Running with the predefined config:

pi@prototype:~/GitHub/luma.examples $ python3 examples/perfloop.py -f conf/max7219.conf --width=192 --height=8
Testing dislay rendering performance
Press Ctrl-C to abort test

Display: max7219
Interface: spi
Dimensions: 192 x 8
----------------------------------------
#### iter =   4402: render time = 22.30 ms, frame rate = 44.50 FPS

ezgif com-optimize

thijstriemstra commented 6 years ago

To clarify, what does conf/max7219.conf contain?

rm-hull commented 6 years ago
$ sudo python3 examples/perfloop.py -f conf/max7219.conf --width=192 --height=8 --block-orientation=90
Testing display rendering performance
Press Ctrl-C to abort test

Display: max7219
Interface: spi
Dimensions: 192 x 8
----------------------------------------
#### iter =    651: render time = 10.80 ms, frame rate = 92.39 FPS
drspangle commented 6 years ago

re. the glitch - maybe try adding --spi-bus-speed=1000000 to the command line to see if reducing to 1MHz helps?

I'll try this.

Have you got anything other than the Gen1 RPi Model B to test with?

Not presently. I'm planning on buying a pi zero-w in the near future. The gen1 model B is purely for testing and prototyping.

Can you try flashing a new raspbian image onto a different SD card and start with a completely clean system?

I can try this, too. I need to buy a new SD card for this, though, so it'll take a few days.

drspangle commented 6 years ago

@rm-hull A quick update. I ran the modified weather.py as follows:

pi@prototype:~/GitHub/luma.examples $ sudo python3 examples/weather.py -d max7219 --width=192 --height=8 --block-orientation=-90 --spi-bus-speed=1000000

The glitch appeared after about an hour or so. I guess turning down the bus speed didn't help. Anything else worth trying before the zero-w and the new SD card arrive on Monday?

thijstriemstra commented 6 years ago

Could the emulator replicate this bug (after x hrs)?

drspangle commented 6 years ago

A few hours later after forgetting that I'd kept this running, I've noticed the glitch has gotten significantly worse than before. Probably doesn't have anything to do with anything, but I've never seen it go this crazy - some modules are dimmed, some of them have many more lines of dead pixels... very strange.

ezgif com-optimize

drspangle commented 6 years ago

Checking in on this... shipping delays have prevented me from getting the new SD card to see if that at least resolves the performance issues, but I have the pi zero-w so I will begin getting that set up as soon as possible to test @rm-hull's theory.

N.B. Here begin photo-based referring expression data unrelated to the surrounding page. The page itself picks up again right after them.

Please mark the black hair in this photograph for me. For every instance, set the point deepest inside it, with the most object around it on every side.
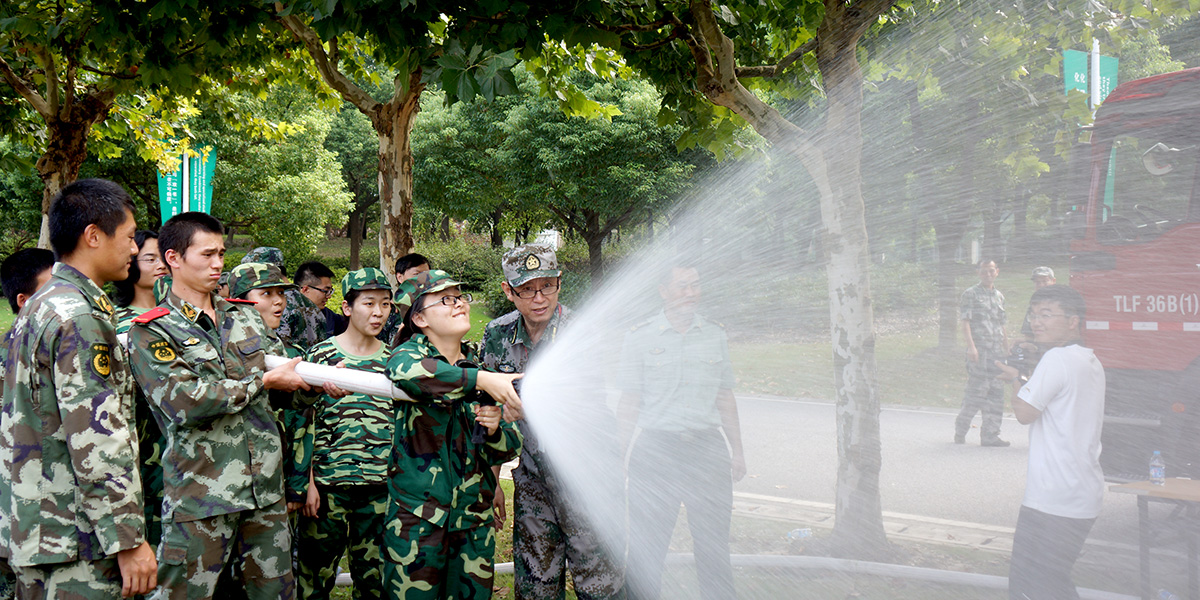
(19, 271)
(407, 329)
(1071, 300)
(411, 261)
(87, 202)
(125, 288)
(311, 273)
(178, 233)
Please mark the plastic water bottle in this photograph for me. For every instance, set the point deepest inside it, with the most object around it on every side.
(1157, 469)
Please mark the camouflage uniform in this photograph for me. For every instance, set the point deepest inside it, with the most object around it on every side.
(547, 533)
(222, 465)
(303, 324)
(75, 501)
(351, 449)
(438, 541)
(150, 441)
(7, 579)
(678, 378)
(984, 309)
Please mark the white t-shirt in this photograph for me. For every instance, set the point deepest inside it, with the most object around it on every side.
(1063, 475)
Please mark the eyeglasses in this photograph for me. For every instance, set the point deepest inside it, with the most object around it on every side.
(1045, 316)
(449, 301)
(546, 291)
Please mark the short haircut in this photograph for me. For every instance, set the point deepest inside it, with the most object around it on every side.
(87, 202)
(411, 261)
(178, 233)
(19, 271)
(311, 273)
(125, 288)
(1071, 300)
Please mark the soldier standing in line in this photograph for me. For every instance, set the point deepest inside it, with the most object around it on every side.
(547, 533)
(201, 360)
(72, 505)
(352, 442)
(982, 312)
(677, 388)
(21, 276)
(438, 540)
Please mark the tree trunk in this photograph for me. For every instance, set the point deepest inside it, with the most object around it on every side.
(394, 124)
(858, 528)
(66, 148)
(354, 228)
(497, 238)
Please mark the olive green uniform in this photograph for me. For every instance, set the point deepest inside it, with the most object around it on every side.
(223, 461)
(71, 490)
(352, 442)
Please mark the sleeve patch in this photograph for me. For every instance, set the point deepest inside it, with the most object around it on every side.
(101, 359)
(162, 352)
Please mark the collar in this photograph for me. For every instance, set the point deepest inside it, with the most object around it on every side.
(96, 297)
(663, 325)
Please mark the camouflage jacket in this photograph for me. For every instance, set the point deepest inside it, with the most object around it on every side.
(73, 490)
(352, 435)
(204, 382)
(303, 323)
(984, 309)
(436, 472)
(507, 349)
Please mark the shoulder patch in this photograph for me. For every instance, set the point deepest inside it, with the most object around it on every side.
(101, 359)
(154, 313)
(162, 351)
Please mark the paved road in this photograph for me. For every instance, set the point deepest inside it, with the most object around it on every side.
(791, 453)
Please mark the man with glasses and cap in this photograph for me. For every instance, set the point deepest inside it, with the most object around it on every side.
(546, 535)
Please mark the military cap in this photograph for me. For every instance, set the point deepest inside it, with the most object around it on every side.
(365, 279)
(529, 262)
(418, 286)
(264, 255)
(1043, 271)
(249, 276)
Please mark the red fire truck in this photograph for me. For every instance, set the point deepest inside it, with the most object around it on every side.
(1135, 257)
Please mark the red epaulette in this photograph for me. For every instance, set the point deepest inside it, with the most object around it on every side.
(153, 313)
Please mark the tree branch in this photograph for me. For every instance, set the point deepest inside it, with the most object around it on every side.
(52, 77)
(328, 70)
(778, 69)
(864, 12)
(24, 90)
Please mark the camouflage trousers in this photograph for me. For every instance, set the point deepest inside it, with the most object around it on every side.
(193, 553)
(351, 517)
(985, 395)
(79, 580)
(425, 562)
(546, 538)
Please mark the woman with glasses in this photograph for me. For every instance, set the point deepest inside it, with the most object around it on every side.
(135, 295)
(438, 540)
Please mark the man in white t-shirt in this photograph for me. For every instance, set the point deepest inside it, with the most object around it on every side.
(1063, 405)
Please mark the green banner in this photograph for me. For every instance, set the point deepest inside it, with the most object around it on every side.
(189, 186)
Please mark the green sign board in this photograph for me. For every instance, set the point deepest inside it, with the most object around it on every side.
(190, 186)
(1074, 73)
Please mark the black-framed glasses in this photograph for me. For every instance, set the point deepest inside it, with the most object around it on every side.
(449, 301)
(549, 289)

rm-hull commented 6 years ago

Good stuff ... just out of interest, what's the power supply you're using?

drspangle commented 6 years ago

This is where I sourced it. I ran some tests on it and it's very stable, very little ripple and reasonable thermal efficiency for a cheap power supply. It's 5V 30A peak.

drspangle commented 6 years ago

@rm-hull Any updates on this? I have everything I need to test this on a "clean" setup. Could you give me some idea of precisely what setup steps you'd like me to take to ensure I don't introduce anything extraneous, or that might mislead me during troubleshooting? Should I just follow https://luma-led-matrix.readthedocs.io/en/latest/install.html precisely and take notes about anything unusual?

rm-hull commented 6 years ago

Yes- just follow the install instructions please and report back. Thanks.

drspangle commented 6 years ago

@rm-hull I finally got a chance to test with a brand new Raspberry Pi Zero-W using the same powersupply and a brand new microSDHC card. Here's what the performance results look like:

pi@raspberrypi:/home/shared/luma.examples $ python examples/perfloop.py -f conmax7219.conf --width=192 --height=8 --block-orientation=90
Testing display rendering performance
Press Ctrl-C to abort test

Version: luma.led_matrix 1.0.7 (luma.core 1.3.0)
Display: max7219
Interface: spi
Dimensions: 192 x 8
------------------------------------------------------------
#### iter =   1271: render time = 44.08 ms, frame rate = 22.52 FPS

Pretty lousy. Next test for tonight, after wiring up all the display modules, is to see whether the display glitch/corruption occurs. Note that I'm using python2.7 rather than python3. That didn't seem to make any difference before, however. This is on a fresh image.